The short answer is No.
After looking at the data, it seems that the correction is far from finished. 😭
Currently, the market’s only aggressive buyer left is the "Bitcoin Godfather" himself.
Strategy went on a buying spree in January, scooping up 40,150 BTC. To put that in perspective, they accounted for 97.5% of all active DAT buying volume!
When you compare that to the massive red bars on the Spot CVD (Cumulative Volume Delta), it’s clear that aside from Michael Saylor, other buyers are effectively missing in action. This is a very "unhealthy" hand-off of coins and often serves as a warning sign that prices could drop further.
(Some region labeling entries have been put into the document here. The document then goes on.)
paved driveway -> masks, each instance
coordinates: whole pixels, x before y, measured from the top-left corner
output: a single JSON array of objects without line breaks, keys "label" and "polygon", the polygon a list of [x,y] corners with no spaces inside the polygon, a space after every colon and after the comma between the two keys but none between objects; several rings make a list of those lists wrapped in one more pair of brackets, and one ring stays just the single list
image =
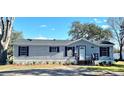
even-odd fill
[{"label": "paved driveway", "polygon": [[120,76],[124,75],[121,72],[109,72],[99,70],[78,70],[75,67],[53,68],[53,69],[28,69],[28,70],[13,70],[1,71],[0,76],[18,76],[18,75],[33,75],[33,76]]}]

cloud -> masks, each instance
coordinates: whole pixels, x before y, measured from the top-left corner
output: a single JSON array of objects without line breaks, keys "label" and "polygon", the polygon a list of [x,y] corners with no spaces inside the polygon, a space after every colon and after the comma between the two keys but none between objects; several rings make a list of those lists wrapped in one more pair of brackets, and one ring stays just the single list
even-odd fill
[{"label": "cloud", "polygon": [[48,38],[48,37],[44,37],[44,36],[38,36],[38,37],[34,37],[33,39],[50,40],[50,39],[53,39],[53,38]]},{"label": "cloud", "polygon": [[47,27],[47,25],[40,25],[40,27]]},{"label": "cloud", "polygon": [[55,30],[55,28],[52,28],[51,30],[52,30],[52,31],[54,31],[54,30]]},{"label": "cloud", "polygon": [[109,26],[109,25],[102,25],[102,28],[103,28],[103,29],[109,29],[110,26]]},{"label": "cloud", "polygon": [[93,19],[96,23],[101,23],[102,21],[100,21],[99,19],[97,19],[97,18],[94,18]]},{"label": "cloud", "polygon": [[107,20],[103,20],[103,22],[107,22]]}]

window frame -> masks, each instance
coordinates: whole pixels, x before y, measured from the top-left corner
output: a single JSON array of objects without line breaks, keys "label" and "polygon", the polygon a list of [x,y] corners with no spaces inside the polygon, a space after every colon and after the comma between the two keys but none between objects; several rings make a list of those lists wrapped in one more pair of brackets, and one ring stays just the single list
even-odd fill
[{"label": "window frame", "polygon": [[60,52],[60,47],[59,46],[50,46],[49,52]]},{"label": "window frame", "polygon": [[29,46],[19,46],[18,56],[29,56]]},{"label": "window frame", "polygon": [[100,47],[100,56],[107,56],[109,57],[110,53],[109,53],[110,48],[109,47]]}]

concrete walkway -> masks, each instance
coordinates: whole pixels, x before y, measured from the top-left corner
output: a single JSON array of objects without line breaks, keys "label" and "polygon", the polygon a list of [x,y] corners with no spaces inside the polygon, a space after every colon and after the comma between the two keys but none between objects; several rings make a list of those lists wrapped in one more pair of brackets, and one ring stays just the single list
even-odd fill
[{"label": "concrete walkway", "polygon": [[122,76],[124,72],[110,72],[100,70],[77,69],[78,67],[59,67],[53,69],[28,69],[28,70],[12,70],[1,71],[0,76],[19,76],[19,75],[33,75],[33,76]]}]

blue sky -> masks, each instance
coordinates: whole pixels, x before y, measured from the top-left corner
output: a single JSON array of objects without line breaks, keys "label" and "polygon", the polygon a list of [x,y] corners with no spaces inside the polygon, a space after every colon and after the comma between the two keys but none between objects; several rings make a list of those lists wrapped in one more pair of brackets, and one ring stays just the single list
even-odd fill
[{"label": "blue sky", "polygon": [[95,23],[107,28],[107,17],[16,17],[14,29],[23,32],[24,38],[69,39],[72,22]]}]

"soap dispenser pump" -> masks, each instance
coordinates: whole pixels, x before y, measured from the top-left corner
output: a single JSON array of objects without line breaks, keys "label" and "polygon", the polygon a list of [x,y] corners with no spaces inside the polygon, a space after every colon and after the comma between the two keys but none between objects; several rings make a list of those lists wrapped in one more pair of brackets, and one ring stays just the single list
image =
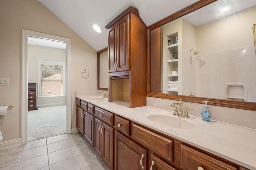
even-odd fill
[{"label": "soap dispenser pump", "polygon": [[202,117],[203,121],[206,121],[206,122],[210,122],[212,116],[211,115],[211,111],[210,110],[210,108],[208,107],[207,105],[207,102],[208,101],[202,101],[204,102],[205,102],[205,105],[202,110]]}]

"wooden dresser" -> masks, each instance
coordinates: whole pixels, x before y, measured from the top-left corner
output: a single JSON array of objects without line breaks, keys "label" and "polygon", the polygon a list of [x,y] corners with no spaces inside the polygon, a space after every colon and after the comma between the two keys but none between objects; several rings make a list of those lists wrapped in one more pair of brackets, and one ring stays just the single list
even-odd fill
[{"label": "wooden dresser", "polygon": [[28,83],[28,110],[37,110],[36,83]]}]

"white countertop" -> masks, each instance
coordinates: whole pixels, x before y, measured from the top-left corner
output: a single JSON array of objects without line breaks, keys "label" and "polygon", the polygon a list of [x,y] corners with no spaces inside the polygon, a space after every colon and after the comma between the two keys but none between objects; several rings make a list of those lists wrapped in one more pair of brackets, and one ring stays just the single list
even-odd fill
[{"label": "white countertop", "polygon": [[149,106],[130,108],[128,102],[109,102],[108,99],[102,99],[101,95],[76,97],[245,168],[256,170],[255,129],[214,121],[204,122],[201,118],[192,116],[188,121],[195,125],[195,127],[174,128],[154,123],[145,117],[149,112],[170,111]]}]

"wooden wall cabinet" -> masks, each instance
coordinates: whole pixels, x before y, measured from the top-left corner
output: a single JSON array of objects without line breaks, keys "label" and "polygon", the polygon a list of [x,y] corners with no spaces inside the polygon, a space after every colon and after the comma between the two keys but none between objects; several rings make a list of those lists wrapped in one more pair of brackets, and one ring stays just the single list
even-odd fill
[{"label": "wooden wall cabinet", "polygon": [[[109,101],[125,100],[114,94],[123,87],[116,86],[113,78],[129,78],[130,108],[146,105],[147,35],[148,28],[138,11],[130,6],[108,24]],[[119,77],[119,78],[118,78]],[[122,93],[122,92],[121,92]]]}]

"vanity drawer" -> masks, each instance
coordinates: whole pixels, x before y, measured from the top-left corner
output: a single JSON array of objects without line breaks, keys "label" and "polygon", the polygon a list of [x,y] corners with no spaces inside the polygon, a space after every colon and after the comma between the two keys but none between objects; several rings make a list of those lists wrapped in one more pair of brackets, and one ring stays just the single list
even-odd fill
[{"label": "vanity drawer", "polygon": [[36,95],[36,91],[28,91],[28,95]]},{"label": "vanity drawer", "polygon": [[104,122],[113,126],[114,125],[114,114],[101,108],[95,107],[95,116]]},{"label": "vanity drawer", "polygon": [[180,165],[183,169],[237,170],[237,167],[219,160],[189,147],[180,144]]},{"label": "vanity drawer", "polygon": [[173,162],[173,140],[137,125],[132,126],[134,139]]},{"label": "vanity drawer", "polygon": [[88,112],[91,114],[94,114],[94,105],[88,103]]},{"label": "vanity drawer", "polygon": [[82,100],[81,101],[80,107],[84,110],[87,111],[88,109],[88,103]]},{"label": "vanity drawer", "polygon": [[28,96],[28,100],[36,99],[36,95],[31,95]]},{"label": "vanity drawer", "polygon": [[81,105],[81,100],[79,99],[76,98],[76,105],[80,106]]},{"label": "vanity drawer", "polygon": [[115,126],[116,129],[122,132],[128,136],[130,135],[130,121],[116,115]]}]

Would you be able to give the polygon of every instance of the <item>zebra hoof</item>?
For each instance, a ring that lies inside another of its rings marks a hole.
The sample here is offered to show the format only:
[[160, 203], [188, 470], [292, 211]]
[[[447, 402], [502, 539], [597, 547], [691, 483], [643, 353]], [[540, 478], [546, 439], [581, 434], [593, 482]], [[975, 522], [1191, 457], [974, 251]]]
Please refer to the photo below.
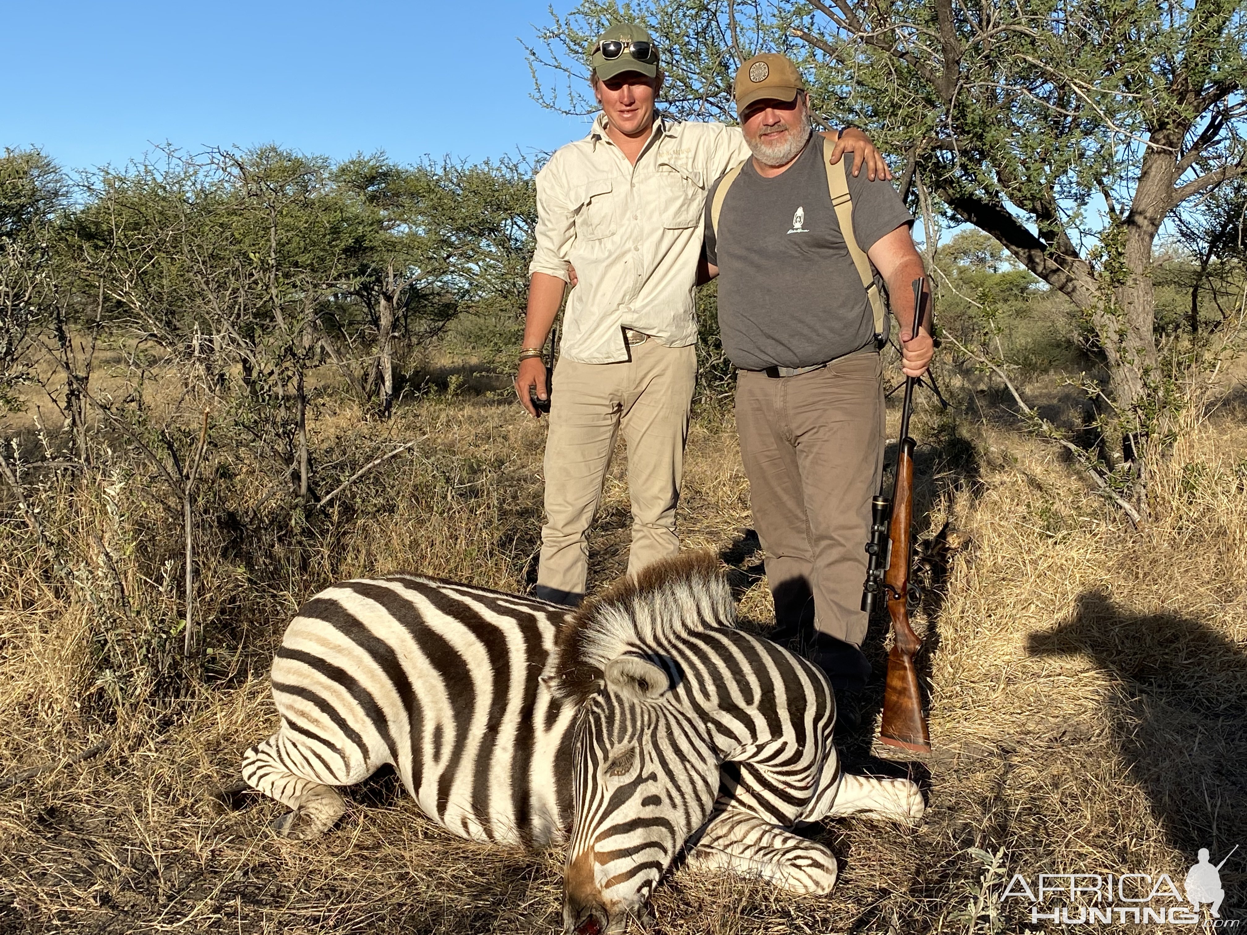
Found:
[[641, 931], [646, 933], [653, 931], [653, 926], [658, 924], [658, 920], [647, 905], [642, 905], [640, 909], [632, 911], [632, 921], [637, 924]]
[[298, 812], [287, 812], [284, 815], [279, 815], [269, 822], [268, 827], [283, 838], [293, 838], [297, 837], [293, 834], [292, 829], [294, 828], [294, 822], [298, 817]]

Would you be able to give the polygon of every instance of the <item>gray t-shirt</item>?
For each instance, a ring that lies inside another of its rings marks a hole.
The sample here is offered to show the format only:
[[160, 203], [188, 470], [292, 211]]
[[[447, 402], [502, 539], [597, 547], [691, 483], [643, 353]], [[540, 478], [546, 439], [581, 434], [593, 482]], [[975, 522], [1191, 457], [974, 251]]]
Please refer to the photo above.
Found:
[[[763, 178], [749, 160], [723, 199], [718, 237], [710, 223], [718, 182], [706, 198], [706, 258], [718, 267], [718, 328], [742, 370], [811, 367], [873, 343], [874, 315], [827, 191], [823, 140], [812, 136], [797, 161]], [[853, 233], [874, 243], [913, 223], [890, 182], [853, 177], [844, 155]], [[722, 180], [720, 180], [722, 181]]]

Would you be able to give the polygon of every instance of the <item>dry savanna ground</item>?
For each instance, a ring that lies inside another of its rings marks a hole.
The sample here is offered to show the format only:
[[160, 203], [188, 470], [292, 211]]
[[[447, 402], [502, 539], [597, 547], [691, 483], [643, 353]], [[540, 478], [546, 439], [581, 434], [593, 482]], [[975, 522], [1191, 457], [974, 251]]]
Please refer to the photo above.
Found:
[[[1049, 384], [1030, 389], [1057, 411]], [[842, 746], [850, 768], [919, 777], [925, 822], [814, 829], [842, 865], [827, 899], [677, 870], [653, 900], [658, 931], [1055, 931], [1003, 899], [1013, 874], [1181, 885], [1197, 848], [1216, 861], [1247, 845], [1247, 400], [1182, 426], [1135, 529], [1061, 449], [1019, 433], [996, 393], [946, 389], [954, 410], [924, 396], [915, 425], [934, 753], [872, 743], [878, 683]], [[167, 395], [153, 411], [177, 403]], [[27, 463], [55, 461], [57, 431], [44, 429], [12, 419], [4, 434]], [[207, 648], [191, 673], [177, 659], [178, 527], [145, 476], [29, 466], [49, 546], [0, 492], [0, 933], [554, 930], [561, 854], [454, 838], [393, 775], [349, 790], [348, 815], [311, 844], [267, 828], [276, 803], [214, 798], [274, 726], [267, 661], [318, 587], [395, 570], [530, 583], [542, 438], [496, 383], [429, 384], [389, 423], [327, 395], [320, 465], [353, 470], [385, 441], [420, 441], [313, 517], [266, 501], [246, 453], [213, 449], [197, 507]], [[700, 411], [688, 450], [685, 545], [733, 567], [743, 625], [764, 626], [731, 419]], [[624, 567], [627, 519], [619, 459], [594, 587]], [[880, 673], [884, 638], [877, 621]], [[1222, 915], [1247, 925], [1245, 866], [1240, 850], [1222, 870]], [[1215, 930], [1207, 914], [1193, 929]]]

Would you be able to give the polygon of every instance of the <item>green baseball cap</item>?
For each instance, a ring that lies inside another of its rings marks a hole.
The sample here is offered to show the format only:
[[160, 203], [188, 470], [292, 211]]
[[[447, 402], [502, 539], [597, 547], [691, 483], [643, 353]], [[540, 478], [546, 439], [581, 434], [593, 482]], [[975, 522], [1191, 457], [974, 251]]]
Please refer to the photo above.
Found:
[[792, 101], [804, 90], [806, 81], [792, 59], [778, 52], [763, 52], [736, 72], [736, 112], [744, 113], [746, 107], [764, 98]]
[[[606, 52], [614, 51], [612, 44], [616, 42], [619, 52], [614, 57], [607, 57]], [[648, 47], [643, 59], [636, 57], [638, 50], [632, 45], [633, 42], [643, 44], [642, 49]], [[658, 49], [650, 39], [650, 32], [641, 24], [616, 22], [590, 46], [589, 64], [594, 66], [594, 74], [602, 81], [622, 75], [625, 71], [637, 71], [646, 77], [656, 77], [658, 74]]]

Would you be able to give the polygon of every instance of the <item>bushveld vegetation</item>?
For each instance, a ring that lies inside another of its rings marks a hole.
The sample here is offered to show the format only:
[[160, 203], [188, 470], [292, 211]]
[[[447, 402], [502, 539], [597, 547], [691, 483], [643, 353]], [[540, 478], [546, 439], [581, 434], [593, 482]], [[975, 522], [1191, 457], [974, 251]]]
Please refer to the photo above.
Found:
[[[718, 113], [751, 44], [808, 47], [824, 112], [843, 92], [860, 108], [848, 116], [908, 153], [944, 338], [940, 399], [920, 396], [914, 428], [935, 750], [898, 762], [872, 743], [879, 683], [842, 742], [850, 768], [922, 778], [927, 820], [812, 829], [842, 860], [829, 899], [676, 871], [655, 896], [661, 931], [1044, 931], [1029, 901], [1005, 898], [1013, 874], [1181, 886], [1197, 848], [1220, 860], [1247, 840], [1243, 206], [1233, 172], [1205, 178], [1237, 145], [1238, 57], [1217, 49], [1240, 14], [1197, 4], [1134, 35], [1151, 15], [1136, 6], [993, 19], [988, 5], [969, 25], [946, 4], [897, 6], [900, 26], [870, 35], [938, 32], [941, 55], [915, 60], [898, 57], [903, 42], [849, 42], [850, 2], [776, 22], [729, 0], [641, 10], [675, 50], [676, 110]], [[556, 24], [555, 59], [612, 11], [586, 4]], [[1059, 14], [1105, 41], [1026, 32], [1026, 17]], [[1177, 42], [1201, 15], [1198, 41]], [[1008, 45], [1019, 36], [1034, 47]], [[832, 62], [850, 46], [862, 57], [845, 87]], [[1071, 50], [1069, 80], [1045, 84], [1049, 54]], [[1165, 56], [1175, 69], [1150, 70]], [[1092, 72], [1110, 66], [1106, 91]], [[1231, 90], [1175, 110], [1165, 95], [1182, 75]], [[1148, 95], [1163, 106], [1136, 106]], [[1156, 115], [1178, 111], [1183, 171], [1208, 186], [1165, 209], [1171, 234], [1140, 258], [1116, 206], [1135, 198], [1148, 135], [1177, 132]], [[953, 158], [949, 140], [974, 157]], [[1096, 191], [1115, 219], [1089, 232]], [[1029, 219], [993, 228], [984, 203]], [[941, 242], [941, 217], [1000, 239]], [[218, 150], [70, 176], [6, 151], [0, 933], [559, 925], [557, 851], [454, 838], [392, 774], [349, 790], [352, 810], [313, 844], [268, 830], [276, 803], [233, 810], [217, 795], [272, 731], [271, 653], [318, 588], [399, 570], [532, 582], [545, 426], [509, 388], [532, 218], [531, 167], [510, 162]], [[680, 525], [729, 567], [742, 626], [764, 631], [713, 287], [698, 314]], [[616, 464], [591, 540], [595, 588], [625, 565], [624, 476]], [[875, 621], [867, 643], [880, 674], [885, 631]], [[1247, 911], [1242, 866], [1222, 870], [1231, 919]]]
[[[556, 926], [557, 853], [456, 839], [393, 775], [312, 845], [267, 829], [276, 803], [216, 798], [272, 729], [271, 652], [315, 590], [534, 577], [544, 424], [508, 385], [526, 175], [274, 150], [0, 168], [0, 931]], [[817, 830], [843, 863], [828, 900], [676, 873], [663, 931], [1038, 931], [1003, 899], [1013, 873], [1177, 875], [1247, 832], [1247, 398], [1230, 329], [1201, 327], [1193, 355], [1190, 325], [1192, 303], [1201, 323], [1241, 317], [1240, 267], [1160, 257], [1185, 405], [1136, 525], [1036, 423], [1095, 456], [1085, 319], [975, 232], [929, 258], [948, 403], [924, 394], [917, 429], [935, 753], [895, 762], [869, 717], [844, 753], [923, 777], [932, 810], [917, 830]], [[701, 305], [680, 522], [764, 630], [712, 290]], [[1013, 362], [1036, 416], [975, 355]], [[619, 465], [594, 587], [622, 571], [627, 522]], [[1241, 891], [1233, 861], [1223, 879]]]

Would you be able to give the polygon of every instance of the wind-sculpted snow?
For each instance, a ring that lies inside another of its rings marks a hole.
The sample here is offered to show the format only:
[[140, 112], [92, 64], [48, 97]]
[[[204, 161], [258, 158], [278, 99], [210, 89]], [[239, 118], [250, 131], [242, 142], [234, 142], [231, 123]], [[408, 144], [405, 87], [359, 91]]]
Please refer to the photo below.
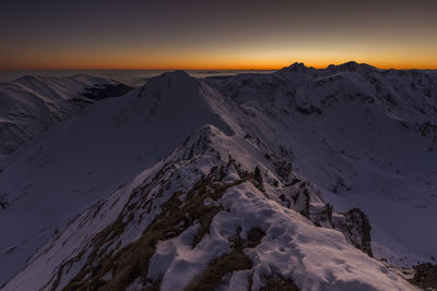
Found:
[[[0, 278], [5, 280], [54, 231], [164, 158], [203, 124], [231, 129], [208, 85], [185, 72], [152, 78], [121, 98], [90, 106], [0, 165]], [[224, 105], [226, 108], [227, 105]]]
[[436, 84], [296, 63], [96, 102], [1, 163], [4, 289], [414, 289], [388, 268], [437, 257]]
[[272, 278], [300, 290], [415, 290], [341, 232], [275, 202], [303, 181], [265, 184], [275, 174], [238, 150], [246, 143], [201, 129], [62, 228], [5, 290], [260, 290]]
[[[411, 266], [437, 257], [437, 77], [354, 62], [209, 77], [255, 124], [248, 137], [294, 160], [324, 199], [359, 207], [374, 253]], [[435, 260], [434, 260], [435, 263]]]
[[116, 81], [87, 75], [28, 75], [1, 83], [0, 157], [94, 100], [123, 95], [129, 89]]

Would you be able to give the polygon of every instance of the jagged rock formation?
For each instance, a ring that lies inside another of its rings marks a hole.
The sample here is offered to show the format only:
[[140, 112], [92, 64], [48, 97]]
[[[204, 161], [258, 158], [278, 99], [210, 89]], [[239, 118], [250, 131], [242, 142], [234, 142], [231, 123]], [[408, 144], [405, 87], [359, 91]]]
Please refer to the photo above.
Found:
[[339, 231], [276, 203], [305, 185], [260, 187], [274, 173], [236, 148], [203, 128], [62, 228], [5, 288], [24, 290], [32, 277], [43, 290], [414, 290]]
[[435, 256], [436, 92], [357, 63], [151, 78], [0, 165], [4, 289], [414, 290], [377, 259]]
Triple-Data Cross-Validation:
To get the full picture, let’s look at these three key metrics:
Futures Open Interest (OI): This has dropped to $21.3B, a yearly low. Leveraged speculators have fled the scene, leaving the market with zero momentum.
Miner Activity: Large-scale miners began reducing their positions after February 9th, increasing the circulating supply. We need to keep a close eye on how this develops.
MVRV Ratio: We are currently at 1.2. Historically, a "macro bottom" usually hits between 0.7 and 0.8. If you do the math, that implies a potential 30–40% downside 🥵. (The silver lining? As the market matures, the bottom often ends up higher than previous cycles, so we might not hit those historic lows this time.)
The Verdict:
Based on the current data, the true Bitcoin bottom is not yet in. If history repeats itself, I believe the $48k – $58k range is the "fair value" bottom for this bearish phase.
So don’t rush to "buy the dip" just yet. Wait for clearer signals (ex. positive BTC spot CVD). For now, keep your powder dry. 💰💰💰 You might want to look at other bull markets (like Gold) for the time being, but whatever you do, don't use up all your silver bullets in the crypto market too early.